半导体制造业由于加工机器的多样性和数量多，以及包括批量和非批量操作在内的复杂制造过程，提出了一个高度复杂的作业车间调度问题（JSP）。现有的研究往往忽视了批处理问题，或者以过于简化的方式处理批处理问题，无法为大规模的批处理调度挑战提供有效的解决方案。针对这一问题，首先建立了涉及半导体晶圆厂中批处理和非批处理的JSP模型。然后，采用先到先得（FCFS）方法作为一种有效的基于规则的方法，生成高质量的初始解。提出了一种定制约束遗传算法（CGA），将约束嵌入到遗传算法的各个阶段，进一步优化求解。该算法结合批量分组、约束编码、约束交叉和约束突变等方法，有效地处理了批量和非批量过程的序列约束，保证了有效解的生成。CGA使用SMT2020和SMAT2022数据集跨各种尺度和场景进行验证。实验结果表明，CGA优于FCFS、后向仿真和强化学习。这些结果突出了CGA在解决半导体制造中复杂调度问题方面的有效性和鲁棒性。
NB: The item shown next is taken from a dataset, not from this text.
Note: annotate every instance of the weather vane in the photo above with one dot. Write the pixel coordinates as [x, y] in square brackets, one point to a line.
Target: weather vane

本文章由计算机程序翻译，如有差异，请以英文原文为准。

求助全文

约1分钟内获得全文求助全文

来源期刊

Computers & Operations Research 工程技术-工程：工业

CiteScore

8.60

自引率

8.70%

发文量

292

审稿时长

8.5 months

期刊介绍： Operations research and computers meet in a large number of scientific fields, many of which are of vital current concern to our troubled society. These include, among others, ecology, transportation, safety, reliability, urban planning, economics, inventory control, investment strategy and logistics (including reverse logistics). Computers & Operations Research provides an international forum for the application of computers and operations research techniques to problems in these and related fields.